8.2     We shall not be liable for any use made of the products or any information contained in them by third parties once your product has been made available to the public by any means.

8.3     Subject to clause 8.4, our entire liability to you in respect of these terms and conditions or any contract shall be limited to £500,000, which represents the level of our insurance cover and you are responsible for making your own arrangements for the insurance of any excess if required.

8.4     Clause 8.3 does not include or limit in any way our liability for (a) death or personal injury caused by our negligence; (b) for fraud or fraudulent misrepresentation by us; or (c) for any other matter for which it would be illegal for us to exclude, or attempt to exclude, our liability.

8.5     We accept no liability for any loss of income or revenue, loss of business, loss of profits, loss of contracts, loss of data, loss of time or any consequential loss or damage of any kind whether caused by breach of contract, negligence or otherwise.

9. Communications

9.1     Certain applicable laws require that some of the information we send to you should be in writing, you accept that our communications with you will from time to time be electronic. For contractual purposes, you agree to this electronic means of communication and you acknowledge that all contracts, information and notices that we provide to you electronically comply with any legal requirement that such communications be in writing. This condition does not affect your statutory rights.

10. Cancellation by us

10.1     Align reserves the right to refuse to accept your order for any reason, and we do not have to give you a reason why we have refused your order.

10.2     We reserve the right to cancel our contract with you at any time if you give us reasonable grounds to believe that you have supplied us with incorrect, false or misleading information or if we believe you may do so in the future.
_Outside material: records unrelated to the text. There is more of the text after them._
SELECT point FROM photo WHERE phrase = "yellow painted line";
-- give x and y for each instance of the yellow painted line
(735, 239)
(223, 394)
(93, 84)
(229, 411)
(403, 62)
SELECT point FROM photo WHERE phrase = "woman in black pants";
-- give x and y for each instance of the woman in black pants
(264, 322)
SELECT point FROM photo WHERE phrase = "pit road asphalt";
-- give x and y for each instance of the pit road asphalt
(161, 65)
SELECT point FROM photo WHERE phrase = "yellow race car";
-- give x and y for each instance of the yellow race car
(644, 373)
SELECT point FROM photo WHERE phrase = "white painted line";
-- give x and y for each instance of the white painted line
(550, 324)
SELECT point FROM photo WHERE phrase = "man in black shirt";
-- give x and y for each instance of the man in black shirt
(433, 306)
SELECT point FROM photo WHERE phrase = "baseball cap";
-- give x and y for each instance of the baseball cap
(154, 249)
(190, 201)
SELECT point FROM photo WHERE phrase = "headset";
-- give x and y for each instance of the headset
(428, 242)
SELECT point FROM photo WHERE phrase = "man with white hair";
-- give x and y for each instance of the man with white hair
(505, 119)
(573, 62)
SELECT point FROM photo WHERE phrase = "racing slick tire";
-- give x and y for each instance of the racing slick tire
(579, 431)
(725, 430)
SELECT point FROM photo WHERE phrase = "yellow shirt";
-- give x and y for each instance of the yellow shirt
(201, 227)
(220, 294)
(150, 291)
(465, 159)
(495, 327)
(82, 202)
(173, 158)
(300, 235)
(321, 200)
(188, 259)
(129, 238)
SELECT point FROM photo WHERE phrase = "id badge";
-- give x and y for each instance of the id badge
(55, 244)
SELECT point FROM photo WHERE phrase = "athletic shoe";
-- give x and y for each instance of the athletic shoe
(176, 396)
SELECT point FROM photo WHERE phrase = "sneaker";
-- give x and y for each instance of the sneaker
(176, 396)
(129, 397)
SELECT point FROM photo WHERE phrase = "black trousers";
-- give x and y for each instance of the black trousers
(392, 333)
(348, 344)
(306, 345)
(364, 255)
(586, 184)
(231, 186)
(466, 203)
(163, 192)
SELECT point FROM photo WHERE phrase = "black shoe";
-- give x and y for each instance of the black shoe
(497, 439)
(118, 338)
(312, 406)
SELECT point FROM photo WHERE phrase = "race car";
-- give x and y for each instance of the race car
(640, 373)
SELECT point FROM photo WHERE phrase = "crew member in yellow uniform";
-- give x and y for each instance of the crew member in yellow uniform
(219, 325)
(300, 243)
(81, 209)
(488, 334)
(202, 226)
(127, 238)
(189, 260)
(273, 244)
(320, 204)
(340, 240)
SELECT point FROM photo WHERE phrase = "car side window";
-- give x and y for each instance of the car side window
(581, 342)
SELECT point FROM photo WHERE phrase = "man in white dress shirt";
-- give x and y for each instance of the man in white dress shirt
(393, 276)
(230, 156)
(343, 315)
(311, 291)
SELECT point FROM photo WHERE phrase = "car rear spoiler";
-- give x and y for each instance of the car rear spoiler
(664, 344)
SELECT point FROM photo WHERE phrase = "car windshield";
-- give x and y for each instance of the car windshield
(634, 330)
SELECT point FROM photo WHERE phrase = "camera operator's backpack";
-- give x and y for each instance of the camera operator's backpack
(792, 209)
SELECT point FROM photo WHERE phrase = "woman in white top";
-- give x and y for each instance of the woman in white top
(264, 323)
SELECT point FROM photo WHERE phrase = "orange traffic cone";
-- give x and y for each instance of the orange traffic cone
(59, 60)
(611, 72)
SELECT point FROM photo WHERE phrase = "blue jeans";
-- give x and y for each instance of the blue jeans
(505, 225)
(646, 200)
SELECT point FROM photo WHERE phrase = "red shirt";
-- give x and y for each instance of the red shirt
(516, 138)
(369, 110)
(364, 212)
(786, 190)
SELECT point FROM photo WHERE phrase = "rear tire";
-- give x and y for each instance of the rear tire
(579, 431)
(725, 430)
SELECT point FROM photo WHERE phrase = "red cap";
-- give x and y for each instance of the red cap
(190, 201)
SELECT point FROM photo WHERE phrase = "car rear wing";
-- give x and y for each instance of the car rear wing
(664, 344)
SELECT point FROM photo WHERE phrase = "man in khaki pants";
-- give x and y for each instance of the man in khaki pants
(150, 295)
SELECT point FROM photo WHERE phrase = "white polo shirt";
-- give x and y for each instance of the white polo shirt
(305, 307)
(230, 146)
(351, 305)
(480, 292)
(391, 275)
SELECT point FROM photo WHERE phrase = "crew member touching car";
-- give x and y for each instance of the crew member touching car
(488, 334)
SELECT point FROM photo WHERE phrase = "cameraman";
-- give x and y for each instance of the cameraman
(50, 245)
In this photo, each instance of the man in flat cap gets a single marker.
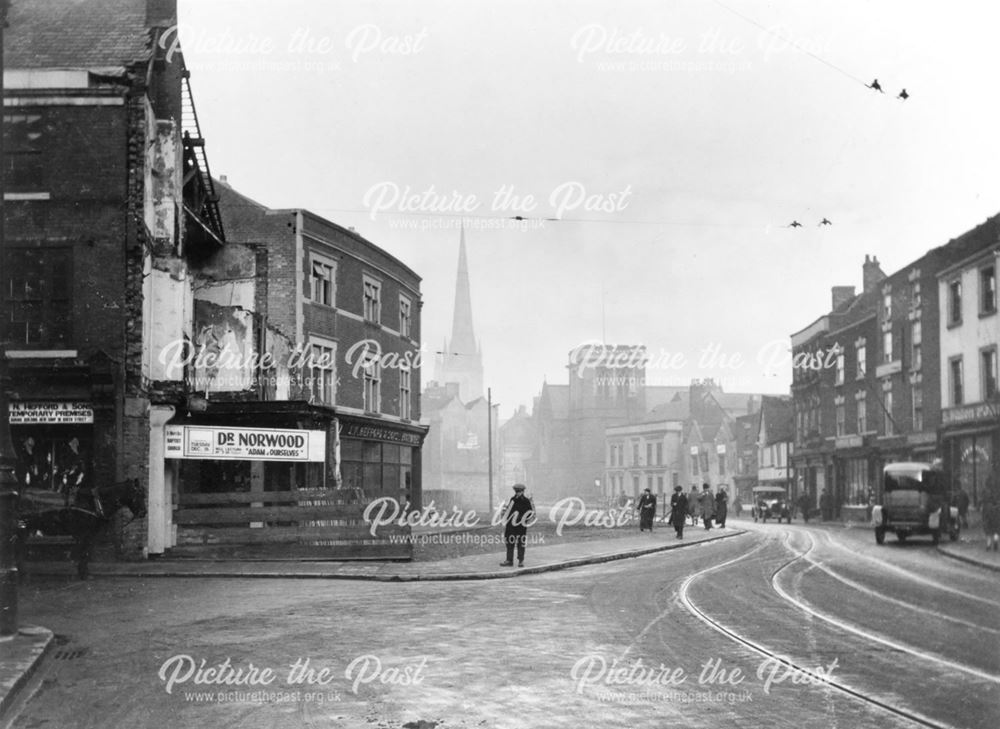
(678, 511)
(516, 516)
(647, 510)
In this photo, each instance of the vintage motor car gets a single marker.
(915, 500)
(771, 502)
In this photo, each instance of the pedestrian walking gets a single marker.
(721, 507)
(962, 502)
(694, 508)
(707, 505)
(516, 515)
(647, 510)
(804, 507)
(678, 511)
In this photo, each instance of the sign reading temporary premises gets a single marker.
(51, 413)
(254, 444)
If we cancel our contract with you we will notify you by e-mail or letter by post.

11. Unexpected Events

11.1     Align will not be liable or responsible for any failure to perform, or delay in performance of, any of our obligations under a contract caused by events that are outside of our reasonable control. Examples of these events could be (but not limited to) outbreak of civil war (whether declared or not), national power outages, industrial disputes, extreme weather conditions, theft of equipment and hostile computer acts.

12. Notices

12.1     All notices given by you to us must be given to Align at 16 Heather View, Sharlston Common, Wakefield, West Yorkshire WF4 1TH or e-mail to info@align-property.co.uk.

12.2     We will give any notices to you from us by e-mail or letter by post.
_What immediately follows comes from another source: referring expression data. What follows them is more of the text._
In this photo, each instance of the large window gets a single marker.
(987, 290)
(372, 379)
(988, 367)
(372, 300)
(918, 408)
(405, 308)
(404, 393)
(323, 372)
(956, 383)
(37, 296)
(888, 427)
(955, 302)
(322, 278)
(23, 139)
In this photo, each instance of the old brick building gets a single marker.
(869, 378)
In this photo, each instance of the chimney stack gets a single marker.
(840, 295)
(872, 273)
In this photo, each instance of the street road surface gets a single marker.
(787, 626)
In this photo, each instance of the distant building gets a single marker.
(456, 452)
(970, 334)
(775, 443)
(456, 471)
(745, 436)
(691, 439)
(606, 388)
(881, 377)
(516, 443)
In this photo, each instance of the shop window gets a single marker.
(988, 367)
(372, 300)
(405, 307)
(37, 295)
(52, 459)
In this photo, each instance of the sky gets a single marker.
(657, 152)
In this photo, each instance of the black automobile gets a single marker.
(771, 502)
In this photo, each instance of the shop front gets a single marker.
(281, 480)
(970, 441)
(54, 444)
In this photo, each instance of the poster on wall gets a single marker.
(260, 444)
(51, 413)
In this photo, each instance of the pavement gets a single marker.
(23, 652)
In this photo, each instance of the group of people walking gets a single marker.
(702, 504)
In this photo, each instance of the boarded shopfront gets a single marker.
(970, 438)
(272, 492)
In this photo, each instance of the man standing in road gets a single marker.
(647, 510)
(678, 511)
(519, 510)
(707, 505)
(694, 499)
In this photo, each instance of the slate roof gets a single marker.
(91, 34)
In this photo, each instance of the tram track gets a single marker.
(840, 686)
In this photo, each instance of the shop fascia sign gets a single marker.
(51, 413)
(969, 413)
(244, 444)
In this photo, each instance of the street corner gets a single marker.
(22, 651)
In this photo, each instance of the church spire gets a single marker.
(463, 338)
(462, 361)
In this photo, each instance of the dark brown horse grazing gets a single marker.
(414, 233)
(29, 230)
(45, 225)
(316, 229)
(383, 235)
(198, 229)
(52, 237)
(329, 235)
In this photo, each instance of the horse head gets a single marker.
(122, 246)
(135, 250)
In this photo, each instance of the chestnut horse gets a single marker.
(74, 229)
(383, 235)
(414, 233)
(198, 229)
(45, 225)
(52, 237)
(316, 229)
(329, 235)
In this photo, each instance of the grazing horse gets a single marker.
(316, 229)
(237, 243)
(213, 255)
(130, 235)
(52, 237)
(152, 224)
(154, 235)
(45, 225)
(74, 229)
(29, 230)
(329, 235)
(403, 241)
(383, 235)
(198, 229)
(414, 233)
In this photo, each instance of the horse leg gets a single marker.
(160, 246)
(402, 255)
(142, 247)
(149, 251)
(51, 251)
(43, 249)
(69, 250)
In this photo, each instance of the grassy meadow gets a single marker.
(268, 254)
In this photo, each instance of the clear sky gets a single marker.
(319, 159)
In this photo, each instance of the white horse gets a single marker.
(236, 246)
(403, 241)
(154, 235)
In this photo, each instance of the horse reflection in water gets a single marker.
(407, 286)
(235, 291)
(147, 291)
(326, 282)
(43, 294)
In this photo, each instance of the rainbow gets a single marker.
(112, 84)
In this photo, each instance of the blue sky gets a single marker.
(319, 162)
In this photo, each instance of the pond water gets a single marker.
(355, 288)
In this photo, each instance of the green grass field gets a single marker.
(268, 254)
12.3     We will deem any notices given by us as received and served 24 hours after an e-mail is sent or 3 working days after a letter has been posted by us.

13. Severability

13.1     If any of these terms and conditions or any of the provisions of a contract are deemed by any competent authority to be invalid, unlawful or unenforceable, such term, condition or provision will to that extent be severed from the remaining terms and conditions, which will continue to be valid to the fullest extent permitted by law.

14. This Document

14.1     These terms and conditions and any document referred to in them set out the entire agreement between us in relation to any contract. These terms and conditions and any document referred to in them supersede any prior agreement, understanding or arrangement between us whether orally or in writing.

14.2     Align has the right to revise these terms and conditions from time to time.
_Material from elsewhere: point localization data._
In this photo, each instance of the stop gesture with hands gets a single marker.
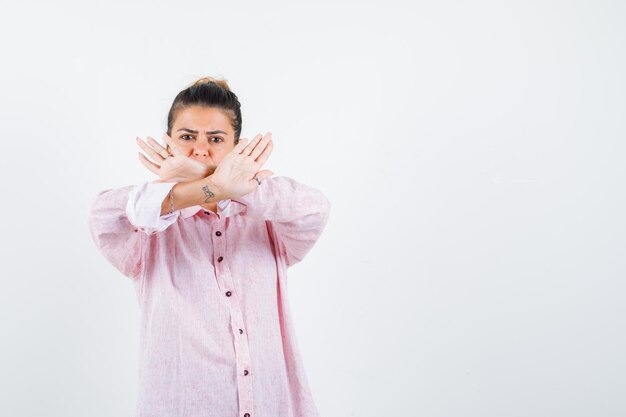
(235, 175)
(238, 173)
(175, 167)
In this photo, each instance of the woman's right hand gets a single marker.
(177, 167)
(234, 175)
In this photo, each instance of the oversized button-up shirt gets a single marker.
(217, 338)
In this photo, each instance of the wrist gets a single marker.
(212, 190)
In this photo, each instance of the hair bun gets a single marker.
(211, 80)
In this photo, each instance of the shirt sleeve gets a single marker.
(143, 207)
(296, 214)
(120, 238)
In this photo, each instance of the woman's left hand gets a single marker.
(175, 167)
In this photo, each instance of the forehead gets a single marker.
(202, 119)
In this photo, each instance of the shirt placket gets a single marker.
(227, 287)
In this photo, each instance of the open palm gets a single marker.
(175, 167)
(235, 174)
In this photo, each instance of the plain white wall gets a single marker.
(473, 152)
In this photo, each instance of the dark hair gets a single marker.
(208, 92)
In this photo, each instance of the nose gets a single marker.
(201, 148)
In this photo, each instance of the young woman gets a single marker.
(207, 246)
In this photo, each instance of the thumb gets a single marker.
(263, 175)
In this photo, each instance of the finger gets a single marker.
(240, 145)
(263, 175)
(246, 151)
(172, 144)
(148, 164)
(265, 154)
(148, 149)
(157, 146)
(260, 147)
14.3     You will be subject to the policies, terms and conditions in force when you order a product from us, unless we are required by law to make any changes to comply with any laws.

15. The Law

15.1     These terms and conditions and any contracts for the purchase of products through Align will be covered by English law. Any dispute arising from, or related to, such terms and conditions or contracts shall be subject to the non exclusive jurisdiction of the courts of England and Wales, although we retain the right to bring proceedings against you for breach in your country of residence or any other relevant country.